Page MenuHomeFreeBSD

alq(9): Record any write failures and return the last in alq_close(9).
AcceptedPublic

Authored by bdrewery on Mar 22 2016, 8:34 PM.

Details

Reviewers
kib
markj
lstewart
Group Reviewers
manpages

Diff Detail

Repository
rS FreeBSD src repository
Lint
Lint OK
Unit
No Unit Test Coverage
Build Status
Buildable 3048
Build 3080: arc lint + arc unit

Event Timeline

bdrewery updated this revision to Diff 14530.Mar 22 2016, 8:34 PM
bdrewery retitled this revision from to alq(9): Record any write failures and return the last in alq_close(9)..
bdrewery updated this object.
bdrewery edited the test plan for this revision. (Show Details)
markj added inline comments.Mar 23 2016, 12:03 AM
sys/kern/kern_alq.c
390

Should we overwrite previous errors?

483

This comment is misleading - there can't be any pending I/O since no one has a reference to this alq yet. All this does is close the vnode.

kib added inline comments.Mar 23 2016, 6:27 AM
sys/kern/kern_alq.c
297

Please explain this change.

381–382

If mac_vnode_check_write() failed, should we return this error ? Otherwise code returns zero, with no write.

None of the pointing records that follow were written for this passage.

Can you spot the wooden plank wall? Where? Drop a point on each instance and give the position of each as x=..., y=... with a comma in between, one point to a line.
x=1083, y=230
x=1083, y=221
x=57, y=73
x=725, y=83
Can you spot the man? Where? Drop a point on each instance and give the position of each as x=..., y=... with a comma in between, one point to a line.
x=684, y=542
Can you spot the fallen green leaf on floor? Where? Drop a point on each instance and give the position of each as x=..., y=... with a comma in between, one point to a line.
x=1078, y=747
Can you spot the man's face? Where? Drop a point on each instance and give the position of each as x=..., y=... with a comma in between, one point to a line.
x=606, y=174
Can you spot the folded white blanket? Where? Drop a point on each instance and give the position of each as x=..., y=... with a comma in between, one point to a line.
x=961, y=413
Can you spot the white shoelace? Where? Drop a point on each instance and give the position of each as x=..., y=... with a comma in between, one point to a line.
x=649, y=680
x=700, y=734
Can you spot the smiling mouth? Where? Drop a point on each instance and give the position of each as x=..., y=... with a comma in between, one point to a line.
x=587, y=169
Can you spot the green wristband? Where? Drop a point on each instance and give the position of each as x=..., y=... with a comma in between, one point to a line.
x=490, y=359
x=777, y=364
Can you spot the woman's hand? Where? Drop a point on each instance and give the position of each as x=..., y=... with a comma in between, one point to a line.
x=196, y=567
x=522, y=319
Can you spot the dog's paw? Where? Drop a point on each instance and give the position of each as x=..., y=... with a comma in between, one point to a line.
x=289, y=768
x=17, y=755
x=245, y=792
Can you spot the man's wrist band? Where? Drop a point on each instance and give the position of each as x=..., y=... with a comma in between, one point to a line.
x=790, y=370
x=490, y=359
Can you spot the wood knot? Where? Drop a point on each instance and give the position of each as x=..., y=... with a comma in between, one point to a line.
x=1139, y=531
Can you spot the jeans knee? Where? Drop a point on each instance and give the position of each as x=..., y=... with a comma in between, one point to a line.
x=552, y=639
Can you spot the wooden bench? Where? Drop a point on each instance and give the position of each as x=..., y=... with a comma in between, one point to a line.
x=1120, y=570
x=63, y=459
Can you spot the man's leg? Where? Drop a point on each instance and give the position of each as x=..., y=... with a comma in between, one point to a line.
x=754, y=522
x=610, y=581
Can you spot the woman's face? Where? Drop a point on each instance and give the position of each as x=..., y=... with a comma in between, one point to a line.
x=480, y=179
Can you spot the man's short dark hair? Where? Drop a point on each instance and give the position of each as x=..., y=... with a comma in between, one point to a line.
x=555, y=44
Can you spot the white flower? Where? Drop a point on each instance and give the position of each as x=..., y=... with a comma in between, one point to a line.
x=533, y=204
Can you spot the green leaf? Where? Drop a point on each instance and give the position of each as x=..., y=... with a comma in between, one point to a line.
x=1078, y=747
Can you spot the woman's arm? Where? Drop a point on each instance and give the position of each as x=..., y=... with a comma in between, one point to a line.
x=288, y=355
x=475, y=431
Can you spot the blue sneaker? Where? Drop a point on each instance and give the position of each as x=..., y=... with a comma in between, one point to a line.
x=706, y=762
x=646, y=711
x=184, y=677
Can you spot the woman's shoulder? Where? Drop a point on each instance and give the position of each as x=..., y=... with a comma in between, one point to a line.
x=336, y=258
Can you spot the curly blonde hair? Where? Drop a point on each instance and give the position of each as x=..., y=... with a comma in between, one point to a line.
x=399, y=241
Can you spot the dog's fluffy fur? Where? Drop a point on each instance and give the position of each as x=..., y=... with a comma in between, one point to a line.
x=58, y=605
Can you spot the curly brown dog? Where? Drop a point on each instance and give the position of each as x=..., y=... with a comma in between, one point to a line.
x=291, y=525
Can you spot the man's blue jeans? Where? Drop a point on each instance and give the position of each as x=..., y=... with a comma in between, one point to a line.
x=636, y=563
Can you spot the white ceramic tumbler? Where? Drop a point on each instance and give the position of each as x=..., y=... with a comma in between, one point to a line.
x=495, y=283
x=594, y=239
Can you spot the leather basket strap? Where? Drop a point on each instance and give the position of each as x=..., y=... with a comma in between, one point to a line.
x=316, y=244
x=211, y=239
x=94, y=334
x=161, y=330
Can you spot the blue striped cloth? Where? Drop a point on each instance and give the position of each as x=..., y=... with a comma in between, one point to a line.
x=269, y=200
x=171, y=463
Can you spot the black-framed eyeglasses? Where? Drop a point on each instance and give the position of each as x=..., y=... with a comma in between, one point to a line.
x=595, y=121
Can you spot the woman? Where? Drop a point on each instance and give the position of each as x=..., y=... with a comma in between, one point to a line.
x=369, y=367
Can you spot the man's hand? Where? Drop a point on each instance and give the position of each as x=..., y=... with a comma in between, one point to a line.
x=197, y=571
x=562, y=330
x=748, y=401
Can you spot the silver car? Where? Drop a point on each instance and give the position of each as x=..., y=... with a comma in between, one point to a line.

bdrewery added inline comments.Mar 23 2016, 4:28 PM
sys/kern/kern_alq.c
381–382

Ah true, I missed this.

390

I don't see a problem with it. It depends on how complicated the API should become and what behavior should happen when a write fails. Should the entire log be closed and reject further writes? Should the error be returned from alq_flush() as well? Should flushing it cause the error to reset? I have no opinion on any of those, I'll leave it to Lawrence who maintains this more. My only interest is determining if any write failed so I can explore using this elsewhere.

483

Yes you're right. I didn't read the code here, I just moved the call to the parent since I wanted it out of alq_destroy().

bdrewery marked 4 inline comments as done.Mar 23 2016, 6:06 PM
bdrewery added inline comments.
sys/kern/kern_alq.c
297

alq_shutdown() flushes pending IO before destroy. I need to flush any pending IO in alq_close() before freeing the alq pointer so that alq->error can be retrieved. Calling something like alq_flush() here instead would just be redundant since alq_shutdown() would then try flushing again.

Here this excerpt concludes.